Et puis, d'un coup, la réalité s'imposa à elle : elle n'était plus à Paris mais en Tanzanie ; elle ne se trouvait pas dans sa chambre confortable, mais sous une simple tente...
Dehors, tout près, le rire lugubre qui l'avait tirée de son sommeil se faisait de nouveau entendre. La jeune fille se recroquevilla sous ses draps :
« Une hyène!... ce doit être cet animal que j'entends marcher. »
Elle savait que ces nécrophages ne s'attaquent jamais aux êtres vivants et ne se nourrissent que de cadavres ! Cela la rassura à demi.
« Il y a quelques siècles, il aurait pu être un corsaire, ou un condottiere... l'aventure aurait été son lot. Mais n'était-ce pas l'aventure qu'il était venu chercher ici, en cette Tanzanie où la civilisation n'a pas encore dépassé les grandes villes ?
Il ne l'aimait pas. Elle devait l'oublier. Elle l'oublierait, elle y était décidée. Mais du moins laisserait-elle à ce misogyne le souvenir d'une femme qui, sur le plan professionnel, le valait bien.
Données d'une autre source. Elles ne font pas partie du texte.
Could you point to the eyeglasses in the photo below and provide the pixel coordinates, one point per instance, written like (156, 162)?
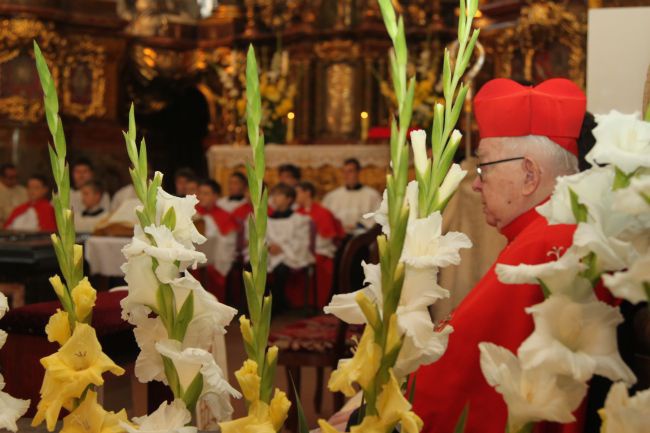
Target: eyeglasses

Elle le réalisait maintenant : elle avait été troublée par cet homme plus qu'elle n'avait voulu se l'avouer, sur le moment. Elle revit les yeux sombres, la musculature puissante, les mains qui l'étreignaient, prenaient possession d'elle comme si elle n'eût été qu'un jouet... Et puis la voix mordante, la désinvolture insolente avec laquelle il avait lancé : « j'ai voulu vous montrer ce qu'une femme risque... » Dehors, les bruits de la nuit tanzanienne la faisaient frissonner de crainte... Mais qu'y avait-il de plus dangereux pour elle : le léopard qu'elle entendait toujours feuler dans le lointain, ou cet homme tout à la fois odieux et... et envoûtant?
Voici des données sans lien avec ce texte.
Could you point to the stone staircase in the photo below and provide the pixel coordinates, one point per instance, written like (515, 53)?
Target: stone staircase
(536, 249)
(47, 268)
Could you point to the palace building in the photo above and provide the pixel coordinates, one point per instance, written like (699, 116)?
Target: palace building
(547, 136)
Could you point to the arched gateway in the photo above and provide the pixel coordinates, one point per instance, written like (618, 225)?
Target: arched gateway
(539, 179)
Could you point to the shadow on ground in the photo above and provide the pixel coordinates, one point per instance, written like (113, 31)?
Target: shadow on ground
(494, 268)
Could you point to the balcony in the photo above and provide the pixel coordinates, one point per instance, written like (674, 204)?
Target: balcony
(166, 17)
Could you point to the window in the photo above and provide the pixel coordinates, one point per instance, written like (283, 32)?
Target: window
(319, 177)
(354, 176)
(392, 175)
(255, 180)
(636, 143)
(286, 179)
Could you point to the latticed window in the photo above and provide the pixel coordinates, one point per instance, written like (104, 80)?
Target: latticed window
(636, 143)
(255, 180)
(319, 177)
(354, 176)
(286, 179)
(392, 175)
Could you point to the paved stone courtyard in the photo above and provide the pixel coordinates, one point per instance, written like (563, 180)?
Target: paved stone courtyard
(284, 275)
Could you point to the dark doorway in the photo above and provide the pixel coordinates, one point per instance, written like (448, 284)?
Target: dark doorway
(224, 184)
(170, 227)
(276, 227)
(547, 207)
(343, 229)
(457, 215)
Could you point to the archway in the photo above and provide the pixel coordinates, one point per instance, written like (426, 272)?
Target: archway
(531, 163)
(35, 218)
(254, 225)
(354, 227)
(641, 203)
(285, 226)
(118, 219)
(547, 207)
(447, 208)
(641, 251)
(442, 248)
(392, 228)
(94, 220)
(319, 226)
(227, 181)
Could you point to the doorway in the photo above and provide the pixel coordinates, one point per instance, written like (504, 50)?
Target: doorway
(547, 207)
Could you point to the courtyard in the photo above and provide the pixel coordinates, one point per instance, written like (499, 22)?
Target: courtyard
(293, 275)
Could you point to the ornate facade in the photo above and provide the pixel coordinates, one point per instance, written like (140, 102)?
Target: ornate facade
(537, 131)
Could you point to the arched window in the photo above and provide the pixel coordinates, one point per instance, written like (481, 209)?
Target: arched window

Elle était tout à fait décidée à rester. Quoi qu'il arrive.
D'abord, ses travaux la passionnaient. Ce n'était plus de la recherche scientifique, sans motivation spéciale, comme elle l'avait pratiquée jusqu'alors. A présent, il s'agissait de sauver des milliers d'hommes, de femmes, d'enfants. Pour la première fois, Guenola était en contact direct avec la vie. Ce qu'elle faisait ne restait pas au secret du laboratoire : elle luttait avec des médecins pour combattre un fléau, et ce combat acharné, elle était bien décidée à le mener jusqu'au bout. Et cela, malgré tous les obstacles qu'on pourrait mettre en travers de sa route.
Patrick n'était qu'un rêve, une illusion contre laquelle elle devait lutter. Il n'était pas possible qu'elle fût amoureuse de lui. La jeune fille en était certaine : il l'attirait physiquement, c'était tout. Cette beauté masculine, cette virilité qui se dégageait de lui, ces yeux sombres, pareils à un lac noir de montagne... et même cette arrogance du patron qui a l'habitude d'être respecté par tous, infirmières et médecins, tout cela agissait sur elle comme un aimant.